Growing Pains
It’s been too many days since she’s felt discomfort, so her body compensates, shifting and cracking and creating chaos within itself. At night, she lies awake for hours with strange aches running through her legs that she twists and stretches and convulses to escape. She throws her arms above her head, points her toes toward the far wall, squeezes her eyes shut, and she’s ten years old again and alone in the dark with these same demons in her body, pulling her apart, stretching her out, destroying her from the inside, she thinks, only to wake up the next morning and find nothing’s changed.
She’s barely slept in a week, since this started. But two cups of coffee in the morning and a layer of concealer under her eyes do wonders, and no one on her work calls has suspected a thing yet. One by one they compliment her on the throw pillows on the couch behind her, and each time she thinks about telling the story of the time her mother visited and said something mean about how much money she’d wasted on such useless items, but she can’t separate that memory from what her mother said when she decided she was too old for her stuffed animal collection, so she smiles, says thank you, and refrains.
It’s 35 degrees outside, but tonight she turns the AC all the way up just to feel something from outside herself, and it works. Instead of stretching, feeling like her bones are growing outward and inward at once, her body curls in toward itself, trying to keep warm, shivering relentlessly until she falls asleep.
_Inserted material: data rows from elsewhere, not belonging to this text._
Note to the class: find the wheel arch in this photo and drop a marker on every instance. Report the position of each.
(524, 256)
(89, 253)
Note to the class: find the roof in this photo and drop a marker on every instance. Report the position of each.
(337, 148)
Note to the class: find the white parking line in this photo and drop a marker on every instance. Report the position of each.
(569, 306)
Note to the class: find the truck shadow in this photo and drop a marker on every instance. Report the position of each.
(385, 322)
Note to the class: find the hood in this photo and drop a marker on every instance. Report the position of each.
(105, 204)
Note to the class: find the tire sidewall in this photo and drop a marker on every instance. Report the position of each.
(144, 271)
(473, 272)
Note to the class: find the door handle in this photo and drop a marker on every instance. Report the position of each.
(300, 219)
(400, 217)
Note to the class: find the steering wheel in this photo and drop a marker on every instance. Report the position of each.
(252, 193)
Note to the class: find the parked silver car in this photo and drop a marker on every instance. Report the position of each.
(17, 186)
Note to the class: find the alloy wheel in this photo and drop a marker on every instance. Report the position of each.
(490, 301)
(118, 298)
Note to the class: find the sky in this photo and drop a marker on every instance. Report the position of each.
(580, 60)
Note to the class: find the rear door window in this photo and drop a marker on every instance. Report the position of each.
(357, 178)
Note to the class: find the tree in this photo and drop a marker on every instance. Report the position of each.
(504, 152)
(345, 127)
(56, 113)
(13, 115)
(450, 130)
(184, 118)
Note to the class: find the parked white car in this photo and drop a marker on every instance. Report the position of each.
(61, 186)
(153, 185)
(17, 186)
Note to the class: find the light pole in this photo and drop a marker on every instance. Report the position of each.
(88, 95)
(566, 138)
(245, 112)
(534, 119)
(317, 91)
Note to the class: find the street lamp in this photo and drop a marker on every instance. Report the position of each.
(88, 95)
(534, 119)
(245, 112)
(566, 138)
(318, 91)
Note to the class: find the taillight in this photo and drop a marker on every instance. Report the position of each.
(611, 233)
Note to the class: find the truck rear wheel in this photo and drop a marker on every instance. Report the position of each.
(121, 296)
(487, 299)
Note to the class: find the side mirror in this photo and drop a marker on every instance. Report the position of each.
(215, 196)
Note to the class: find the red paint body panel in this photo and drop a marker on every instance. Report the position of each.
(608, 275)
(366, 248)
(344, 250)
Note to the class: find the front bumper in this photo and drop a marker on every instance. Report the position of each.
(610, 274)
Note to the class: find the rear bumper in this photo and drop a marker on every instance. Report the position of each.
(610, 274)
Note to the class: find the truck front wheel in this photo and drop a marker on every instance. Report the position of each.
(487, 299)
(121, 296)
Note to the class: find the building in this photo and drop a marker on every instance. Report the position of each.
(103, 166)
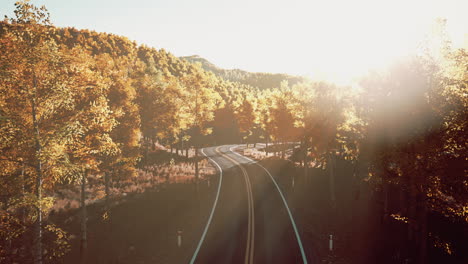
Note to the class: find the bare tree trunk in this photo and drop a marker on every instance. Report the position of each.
(23, 193)
(306, 165)
(37, 241)
(84, 240)
(197, 176)
(283, 149)
(331, 166)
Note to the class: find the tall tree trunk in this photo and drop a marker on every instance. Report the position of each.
(84, 240)
(306, 165)
(283, 149)
(196, 164)
(23, 193)
(37, 241)
(332, 178)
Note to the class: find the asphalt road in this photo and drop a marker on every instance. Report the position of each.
(250, 221)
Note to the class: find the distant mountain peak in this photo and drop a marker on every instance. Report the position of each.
(257, 79)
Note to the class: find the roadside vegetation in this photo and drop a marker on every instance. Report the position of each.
(87, 117)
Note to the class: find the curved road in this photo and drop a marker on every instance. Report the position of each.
(250, 221)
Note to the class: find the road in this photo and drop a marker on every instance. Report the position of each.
(250, 221)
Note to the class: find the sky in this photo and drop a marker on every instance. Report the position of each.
(327, 39)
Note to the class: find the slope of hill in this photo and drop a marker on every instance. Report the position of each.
(256, 79)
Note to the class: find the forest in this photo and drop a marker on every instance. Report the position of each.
(81, 109)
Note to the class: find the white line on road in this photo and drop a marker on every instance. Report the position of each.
(304, 258)
(212, 210)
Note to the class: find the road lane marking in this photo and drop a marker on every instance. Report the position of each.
(212, 210)
(304, 258)
(249, 251)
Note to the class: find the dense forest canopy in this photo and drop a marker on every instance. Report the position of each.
(77, 100)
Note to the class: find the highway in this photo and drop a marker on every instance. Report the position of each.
(250, 221)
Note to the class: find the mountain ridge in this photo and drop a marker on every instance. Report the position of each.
(260, 80)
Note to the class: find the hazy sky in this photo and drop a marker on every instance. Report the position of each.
(332, 38)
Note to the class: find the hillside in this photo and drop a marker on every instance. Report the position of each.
(256, 79)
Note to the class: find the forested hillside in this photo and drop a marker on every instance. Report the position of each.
(258, 79)
(77, 103)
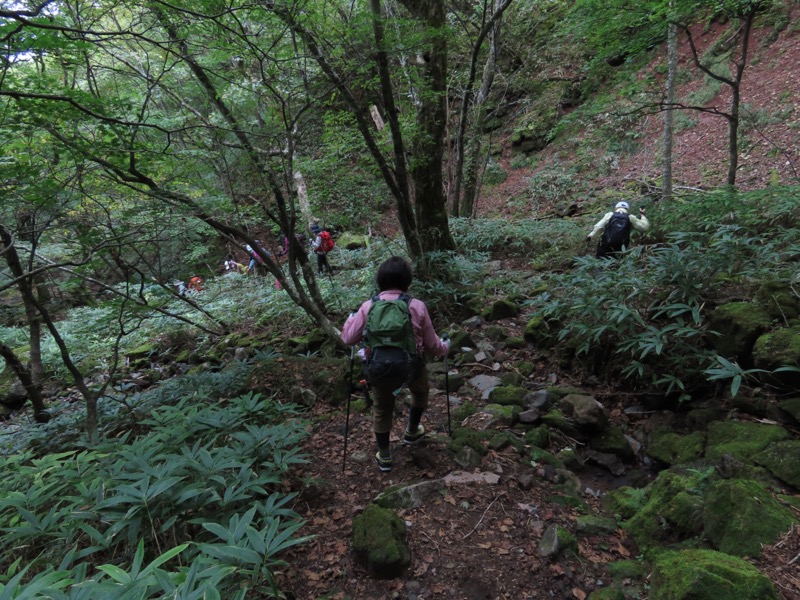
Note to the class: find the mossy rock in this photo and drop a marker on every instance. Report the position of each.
(511, 379)
(463, 437)
(609, 593)
(495, 333)
(782, 459)
(777, 349)
(741, 440)
(740, 515)
(675, 449)
(673, 510)
(507, 395)
(525, 368)
(613, 441)
(504, 415)
(379, 542)
(625, 501)
(460, 339)
(504, 439)
(791, 407)
(739, 325)
(595, 525)
(628, 569)
(501, 309)
(705, 575)
(541, 456)
(556, 419)
(779, 300)
(539, 437)
(536, 330)
(515, 343)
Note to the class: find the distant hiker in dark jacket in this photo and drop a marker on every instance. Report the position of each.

It’s colder here than it used to be and brighter the white sunlight on the snow is blinding but here is the bend in the creek where they ran as children she and her cousins the ice is thicker than ever she knows because at the swimming hole it used to be translucent showing the water running deep and dark but now it’s just ice thick and white with bubbles in the surface and sticks frozen halfway in and she skids across not worried that it might break because it won’t because it can’t and she wonders how long has it been since they came here in the summer when they rode inner tubes down the creek with their legs sticking up toward the sun scratched by dead branches and rocks and once in a while a cow skull and their shoulders burnt brown they tried not to think about the parts of them that stuck into the river or about the eels and big fish with sharp teeth and other sorts of things that they knew lived in deep dark water even though the adults said they didn’t but now the ice is thick and she’s safe and she slides out into the middle and closes her eyes and spins and the air is cold on her cheeks colder than it’s ever been and her closed eyes sting and her breath must look like a cloud in the air but it’s all still and perfect and when she opens her eyes there’s no cloud and the snow is sparkling pristine and there are no footprints anywhere and the sun is brilliant and the sky is blue and the ice is smooth but when she bends to look just a little bit closer she can see the cracks spreading from where she stands and the deep dark water still there just below the surface.